Preparing fMRI Data#

In this tutorial we discuss how to prepare fMRI data. This tutorial covers:

Preparing group-ICA data
Preparing anatomically parcellated data
Saving and loading prepared data

fMRI data needs to be preprocessed in a particular way to train a dynamic network model (HMM/DyNeMo), see this paper for further details. This is make sure we infer good dynamics (state switching) in the data. We advise training a model on the group-ICA time courses (which are prepared by standardizing the data) or using an anatomical parcellation (which is prepared using a full rank PCA).

Preparing group-ICA data#

This is the recommended data to train an HMM/DyNeMo on.

Deriving subject-specific time series via dual regression#

This section describes how group ICA time courses can be extracted from preprocessed fMRI data using dual regression. This process is applicable to data in both volumetric space and surface space.

1. Input Requirements

Dual regression requires two inputs: the preprocessed subject data and a set of group-level spatial maps (Group ICA) to act as a template.

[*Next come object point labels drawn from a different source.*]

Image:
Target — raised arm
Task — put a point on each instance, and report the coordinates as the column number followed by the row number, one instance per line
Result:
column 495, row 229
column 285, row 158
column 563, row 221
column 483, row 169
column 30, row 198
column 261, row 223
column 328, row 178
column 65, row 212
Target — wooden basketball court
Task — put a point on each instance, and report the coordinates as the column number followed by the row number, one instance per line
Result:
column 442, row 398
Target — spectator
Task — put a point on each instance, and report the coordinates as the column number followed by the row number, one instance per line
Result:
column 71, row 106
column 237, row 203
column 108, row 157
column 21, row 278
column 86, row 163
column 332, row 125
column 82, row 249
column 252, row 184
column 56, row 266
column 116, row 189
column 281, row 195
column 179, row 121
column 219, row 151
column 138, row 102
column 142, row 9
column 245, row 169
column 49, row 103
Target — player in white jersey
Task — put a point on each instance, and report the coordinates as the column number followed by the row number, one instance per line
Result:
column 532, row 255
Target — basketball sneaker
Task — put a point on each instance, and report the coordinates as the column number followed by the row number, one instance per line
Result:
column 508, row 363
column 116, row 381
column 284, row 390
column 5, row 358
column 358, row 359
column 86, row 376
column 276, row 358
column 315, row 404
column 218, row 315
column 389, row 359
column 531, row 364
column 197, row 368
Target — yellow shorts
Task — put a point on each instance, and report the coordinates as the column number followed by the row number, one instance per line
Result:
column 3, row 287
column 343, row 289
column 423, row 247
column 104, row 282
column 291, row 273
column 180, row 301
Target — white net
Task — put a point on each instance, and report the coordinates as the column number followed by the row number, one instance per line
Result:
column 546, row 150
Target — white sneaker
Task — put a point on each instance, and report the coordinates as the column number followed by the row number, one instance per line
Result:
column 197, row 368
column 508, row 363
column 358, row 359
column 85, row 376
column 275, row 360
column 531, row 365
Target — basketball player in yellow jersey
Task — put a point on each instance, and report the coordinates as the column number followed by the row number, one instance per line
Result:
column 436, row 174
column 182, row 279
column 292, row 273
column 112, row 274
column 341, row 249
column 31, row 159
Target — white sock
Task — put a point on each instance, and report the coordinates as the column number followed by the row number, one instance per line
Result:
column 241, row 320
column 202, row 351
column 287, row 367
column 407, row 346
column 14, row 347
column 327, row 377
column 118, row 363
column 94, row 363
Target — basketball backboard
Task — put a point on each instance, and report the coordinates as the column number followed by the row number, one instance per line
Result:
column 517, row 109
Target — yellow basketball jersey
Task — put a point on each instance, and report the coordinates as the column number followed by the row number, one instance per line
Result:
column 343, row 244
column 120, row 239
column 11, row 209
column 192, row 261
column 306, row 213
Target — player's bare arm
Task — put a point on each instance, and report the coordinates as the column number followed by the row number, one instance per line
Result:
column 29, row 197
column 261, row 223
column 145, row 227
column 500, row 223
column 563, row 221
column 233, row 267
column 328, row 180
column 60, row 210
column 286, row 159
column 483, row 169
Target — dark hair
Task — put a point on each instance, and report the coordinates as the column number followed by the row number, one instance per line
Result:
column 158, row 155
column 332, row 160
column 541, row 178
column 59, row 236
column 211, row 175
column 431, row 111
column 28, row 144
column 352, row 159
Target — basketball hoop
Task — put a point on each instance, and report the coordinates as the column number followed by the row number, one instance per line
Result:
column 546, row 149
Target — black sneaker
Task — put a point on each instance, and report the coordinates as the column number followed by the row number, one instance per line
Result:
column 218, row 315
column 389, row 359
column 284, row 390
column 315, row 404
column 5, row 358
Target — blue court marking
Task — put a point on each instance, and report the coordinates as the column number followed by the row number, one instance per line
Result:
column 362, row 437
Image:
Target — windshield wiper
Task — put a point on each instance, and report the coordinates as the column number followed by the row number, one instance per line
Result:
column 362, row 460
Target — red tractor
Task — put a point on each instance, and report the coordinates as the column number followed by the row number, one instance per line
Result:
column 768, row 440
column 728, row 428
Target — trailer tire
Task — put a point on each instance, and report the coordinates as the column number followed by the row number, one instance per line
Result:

A. Preprocessed Subject Data

Ensure your subject data has been preprocessed in one of the following formats:

Volumetric Space: Standard 4D fMRI nifti files.
Surface Space: Data processed using the Human Connectome Project (HCP) surface-based pipeline (CIFTI/GIFTI formats).

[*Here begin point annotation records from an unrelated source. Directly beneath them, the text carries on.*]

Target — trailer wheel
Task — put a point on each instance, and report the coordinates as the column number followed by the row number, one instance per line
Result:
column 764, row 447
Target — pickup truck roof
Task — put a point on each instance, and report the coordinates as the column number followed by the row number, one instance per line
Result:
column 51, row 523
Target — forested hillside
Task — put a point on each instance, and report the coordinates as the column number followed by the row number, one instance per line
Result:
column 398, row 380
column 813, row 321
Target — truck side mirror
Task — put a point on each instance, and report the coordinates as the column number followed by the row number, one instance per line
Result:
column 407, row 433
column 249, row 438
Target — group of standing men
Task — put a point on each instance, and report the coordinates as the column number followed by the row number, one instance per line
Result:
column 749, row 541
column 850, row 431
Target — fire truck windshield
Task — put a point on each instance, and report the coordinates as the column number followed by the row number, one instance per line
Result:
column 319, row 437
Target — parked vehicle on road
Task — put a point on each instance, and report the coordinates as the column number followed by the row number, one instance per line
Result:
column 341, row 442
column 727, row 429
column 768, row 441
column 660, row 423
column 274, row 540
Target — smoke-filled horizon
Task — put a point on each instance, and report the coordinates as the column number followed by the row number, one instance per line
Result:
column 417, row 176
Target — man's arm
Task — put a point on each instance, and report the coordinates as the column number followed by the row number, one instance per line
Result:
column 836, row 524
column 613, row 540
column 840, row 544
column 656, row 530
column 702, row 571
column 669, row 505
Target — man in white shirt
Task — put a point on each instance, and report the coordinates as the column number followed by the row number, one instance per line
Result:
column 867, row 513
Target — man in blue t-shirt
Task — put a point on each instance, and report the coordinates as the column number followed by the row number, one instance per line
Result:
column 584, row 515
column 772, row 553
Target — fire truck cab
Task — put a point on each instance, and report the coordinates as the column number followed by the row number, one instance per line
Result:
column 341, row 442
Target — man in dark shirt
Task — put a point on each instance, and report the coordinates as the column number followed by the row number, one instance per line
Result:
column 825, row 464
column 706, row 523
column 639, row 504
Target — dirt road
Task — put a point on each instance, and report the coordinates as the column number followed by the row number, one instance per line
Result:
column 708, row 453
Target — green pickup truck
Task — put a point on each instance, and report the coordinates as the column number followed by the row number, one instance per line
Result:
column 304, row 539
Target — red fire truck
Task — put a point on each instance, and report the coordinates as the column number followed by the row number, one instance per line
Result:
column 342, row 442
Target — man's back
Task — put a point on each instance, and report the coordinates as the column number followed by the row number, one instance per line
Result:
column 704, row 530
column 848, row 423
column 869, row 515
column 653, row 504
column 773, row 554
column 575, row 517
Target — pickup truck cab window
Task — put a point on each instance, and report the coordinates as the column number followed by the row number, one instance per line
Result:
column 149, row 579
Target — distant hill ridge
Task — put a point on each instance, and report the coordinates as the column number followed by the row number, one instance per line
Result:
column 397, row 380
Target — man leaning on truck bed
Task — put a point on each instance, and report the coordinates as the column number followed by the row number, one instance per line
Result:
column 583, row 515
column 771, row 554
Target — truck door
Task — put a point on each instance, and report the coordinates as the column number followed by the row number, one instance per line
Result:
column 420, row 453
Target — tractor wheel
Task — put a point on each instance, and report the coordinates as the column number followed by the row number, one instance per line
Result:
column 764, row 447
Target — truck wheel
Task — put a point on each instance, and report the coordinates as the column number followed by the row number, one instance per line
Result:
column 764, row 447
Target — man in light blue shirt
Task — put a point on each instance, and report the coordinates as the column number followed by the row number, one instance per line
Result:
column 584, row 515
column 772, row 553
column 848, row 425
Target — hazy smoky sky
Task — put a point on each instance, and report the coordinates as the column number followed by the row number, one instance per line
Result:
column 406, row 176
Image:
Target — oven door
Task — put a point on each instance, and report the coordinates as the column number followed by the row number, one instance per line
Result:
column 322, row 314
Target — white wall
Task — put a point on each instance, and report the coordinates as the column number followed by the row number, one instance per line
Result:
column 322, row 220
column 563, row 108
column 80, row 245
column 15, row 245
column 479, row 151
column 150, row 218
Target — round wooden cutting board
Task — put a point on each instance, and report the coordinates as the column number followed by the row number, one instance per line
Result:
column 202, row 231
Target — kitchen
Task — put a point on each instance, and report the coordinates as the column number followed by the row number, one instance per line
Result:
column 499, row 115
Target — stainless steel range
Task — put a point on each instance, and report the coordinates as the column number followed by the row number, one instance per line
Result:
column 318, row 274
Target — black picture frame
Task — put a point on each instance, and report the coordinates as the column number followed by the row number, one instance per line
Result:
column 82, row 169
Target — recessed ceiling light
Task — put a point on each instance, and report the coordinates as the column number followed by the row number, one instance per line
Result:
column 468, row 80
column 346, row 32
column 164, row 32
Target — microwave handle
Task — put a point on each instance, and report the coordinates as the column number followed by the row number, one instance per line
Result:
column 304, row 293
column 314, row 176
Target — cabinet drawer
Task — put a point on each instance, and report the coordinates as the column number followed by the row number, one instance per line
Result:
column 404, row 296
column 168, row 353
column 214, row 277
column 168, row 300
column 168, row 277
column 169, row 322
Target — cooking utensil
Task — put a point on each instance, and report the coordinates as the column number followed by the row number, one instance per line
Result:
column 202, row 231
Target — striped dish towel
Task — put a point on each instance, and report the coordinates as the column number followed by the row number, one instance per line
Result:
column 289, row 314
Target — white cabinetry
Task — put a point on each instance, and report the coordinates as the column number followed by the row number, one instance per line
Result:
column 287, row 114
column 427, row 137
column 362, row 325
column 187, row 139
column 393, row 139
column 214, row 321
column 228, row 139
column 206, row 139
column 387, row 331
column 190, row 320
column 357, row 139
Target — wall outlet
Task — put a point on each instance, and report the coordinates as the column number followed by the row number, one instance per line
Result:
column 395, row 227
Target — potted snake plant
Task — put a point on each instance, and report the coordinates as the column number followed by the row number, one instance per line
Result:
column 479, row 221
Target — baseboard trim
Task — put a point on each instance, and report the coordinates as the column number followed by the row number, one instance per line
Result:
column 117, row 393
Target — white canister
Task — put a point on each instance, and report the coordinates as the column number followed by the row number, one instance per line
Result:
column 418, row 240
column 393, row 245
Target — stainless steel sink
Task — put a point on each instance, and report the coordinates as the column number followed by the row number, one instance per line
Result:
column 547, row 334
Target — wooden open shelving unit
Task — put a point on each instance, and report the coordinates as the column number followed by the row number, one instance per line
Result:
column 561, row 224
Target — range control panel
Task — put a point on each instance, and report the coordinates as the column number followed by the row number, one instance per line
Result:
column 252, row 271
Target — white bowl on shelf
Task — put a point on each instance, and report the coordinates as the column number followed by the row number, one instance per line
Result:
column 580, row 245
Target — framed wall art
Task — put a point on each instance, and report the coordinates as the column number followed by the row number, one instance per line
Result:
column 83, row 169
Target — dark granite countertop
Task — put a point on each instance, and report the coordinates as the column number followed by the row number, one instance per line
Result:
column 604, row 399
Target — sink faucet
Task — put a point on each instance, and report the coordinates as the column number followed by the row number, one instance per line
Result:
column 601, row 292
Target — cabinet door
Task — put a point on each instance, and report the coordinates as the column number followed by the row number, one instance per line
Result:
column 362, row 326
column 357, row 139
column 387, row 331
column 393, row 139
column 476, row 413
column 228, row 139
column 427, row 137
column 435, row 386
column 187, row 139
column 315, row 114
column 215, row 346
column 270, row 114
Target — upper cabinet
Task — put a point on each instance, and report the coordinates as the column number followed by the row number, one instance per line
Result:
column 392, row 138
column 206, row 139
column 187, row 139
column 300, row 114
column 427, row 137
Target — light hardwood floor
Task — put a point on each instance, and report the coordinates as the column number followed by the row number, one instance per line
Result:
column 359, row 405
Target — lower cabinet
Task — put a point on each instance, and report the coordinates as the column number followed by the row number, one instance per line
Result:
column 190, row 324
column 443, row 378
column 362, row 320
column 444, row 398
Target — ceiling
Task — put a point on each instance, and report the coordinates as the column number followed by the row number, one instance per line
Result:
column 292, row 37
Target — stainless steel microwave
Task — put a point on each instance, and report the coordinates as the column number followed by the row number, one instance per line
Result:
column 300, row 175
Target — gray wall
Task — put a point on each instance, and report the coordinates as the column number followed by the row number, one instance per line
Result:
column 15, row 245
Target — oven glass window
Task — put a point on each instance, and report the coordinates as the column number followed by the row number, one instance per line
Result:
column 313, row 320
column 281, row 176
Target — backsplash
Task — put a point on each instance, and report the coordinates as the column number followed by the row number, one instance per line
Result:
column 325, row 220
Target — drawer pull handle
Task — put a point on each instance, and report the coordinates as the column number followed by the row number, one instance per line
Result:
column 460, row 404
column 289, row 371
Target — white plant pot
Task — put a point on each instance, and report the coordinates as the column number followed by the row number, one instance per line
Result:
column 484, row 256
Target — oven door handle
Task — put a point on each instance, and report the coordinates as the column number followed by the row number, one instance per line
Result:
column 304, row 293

B. Group ICA Maps (Spatial Templates)

You must provide a set of group-level spatial maps. These are typically obtained by running group-level Independent Component Analysis (ICA) using FSL MELODIC. These maps function as a “soft parcellation” of the brain, identifying functional networks common across the group.

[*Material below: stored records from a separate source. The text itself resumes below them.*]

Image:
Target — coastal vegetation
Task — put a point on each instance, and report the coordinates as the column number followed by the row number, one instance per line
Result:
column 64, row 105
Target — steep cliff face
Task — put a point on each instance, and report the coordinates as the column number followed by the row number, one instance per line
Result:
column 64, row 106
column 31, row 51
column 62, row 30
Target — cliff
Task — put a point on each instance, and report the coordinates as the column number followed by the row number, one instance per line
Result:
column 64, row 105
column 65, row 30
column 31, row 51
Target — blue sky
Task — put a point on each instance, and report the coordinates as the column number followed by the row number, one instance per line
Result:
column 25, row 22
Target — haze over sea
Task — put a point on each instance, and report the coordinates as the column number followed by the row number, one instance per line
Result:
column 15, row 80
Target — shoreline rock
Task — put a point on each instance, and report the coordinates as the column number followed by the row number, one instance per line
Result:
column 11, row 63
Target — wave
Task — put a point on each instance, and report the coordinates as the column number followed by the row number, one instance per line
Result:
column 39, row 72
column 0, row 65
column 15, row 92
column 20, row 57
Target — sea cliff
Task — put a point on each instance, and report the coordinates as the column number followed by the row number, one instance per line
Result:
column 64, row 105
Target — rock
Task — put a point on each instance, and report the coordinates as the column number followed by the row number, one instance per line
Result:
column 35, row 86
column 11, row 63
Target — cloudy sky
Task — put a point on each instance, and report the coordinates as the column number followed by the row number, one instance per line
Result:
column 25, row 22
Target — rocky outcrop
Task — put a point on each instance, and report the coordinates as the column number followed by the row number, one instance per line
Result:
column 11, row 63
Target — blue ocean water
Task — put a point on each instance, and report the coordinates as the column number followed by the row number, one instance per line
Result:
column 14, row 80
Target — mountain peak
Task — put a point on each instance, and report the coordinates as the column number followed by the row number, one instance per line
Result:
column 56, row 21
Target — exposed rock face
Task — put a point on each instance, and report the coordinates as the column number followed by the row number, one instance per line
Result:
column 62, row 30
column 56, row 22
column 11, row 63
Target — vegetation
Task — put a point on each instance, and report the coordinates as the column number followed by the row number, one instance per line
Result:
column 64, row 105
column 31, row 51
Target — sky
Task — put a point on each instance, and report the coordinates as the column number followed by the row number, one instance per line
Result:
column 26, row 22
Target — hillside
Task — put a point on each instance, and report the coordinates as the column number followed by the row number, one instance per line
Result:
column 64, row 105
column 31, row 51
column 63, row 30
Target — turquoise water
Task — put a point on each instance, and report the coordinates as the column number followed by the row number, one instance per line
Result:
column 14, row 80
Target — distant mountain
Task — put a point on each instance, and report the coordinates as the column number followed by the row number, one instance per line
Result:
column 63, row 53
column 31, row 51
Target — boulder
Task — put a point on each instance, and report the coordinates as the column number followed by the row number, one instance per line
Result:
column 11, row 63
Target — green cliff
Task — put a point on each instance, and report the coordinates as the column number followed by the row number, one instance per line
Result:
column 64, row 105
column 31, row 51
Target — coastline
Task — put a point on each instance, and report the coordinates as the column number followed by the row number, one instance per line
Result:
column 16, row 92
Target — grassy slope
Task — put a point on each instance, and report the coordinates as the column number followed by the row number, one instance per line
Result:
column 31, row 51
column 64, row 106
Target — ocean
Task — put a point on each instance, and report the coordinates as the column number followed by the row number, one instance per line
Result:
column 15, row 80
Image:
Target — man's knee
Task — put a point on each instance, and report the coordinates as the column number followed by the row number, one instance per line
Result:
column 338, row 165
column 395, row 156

For technical details on generating these maps, refer to the FSL MELODIC Documentation.

2. Dual Regression

To derive the final subject-specific time series, you must run dual Regression on your preprocessed data (Input A) using the Group ICA maps (Input B) as the spatial regressors.

Understanding the Output Stages

Dual regression is a two-stage process.

Stage 1: Spatial Regression

In this first stage, the group-level spatial maps (e.g. from UKB or HCP) are regressed into the subject’s 4D dataset.

Key Output: The result of Stage 1 is the Group ICA time courses. These represent the subject-specific temporal dynamics associated with each group-level spatial component.

Stage 2: Temporal Regression

The time courses from stage 1 are used in the second stage to regress against the subject’s data again to find subject-specific spatial maps.

Note: if you only require the time series, Stage 1 is your endpoint.

3. Further Reading & Resources

For a comprehensive technical explanation of the mathematical framework behind dual regression, please consult the official FSL documentation and course materials:

Example data#

We will download example data hosted on OSF that we have already calculated dual regression for.

import os

def get_data(name):
    os.system(f"osf -p by2tc fetch data/{name}.zip")
    os.system(f"unzip -o {name}.zip -d {name}")
    os.remove(f"{name}.zip")
    return f"Data downloaded to: {name}"

# Download the dataset (approximately 6 MB)
get_data("example_loading_data")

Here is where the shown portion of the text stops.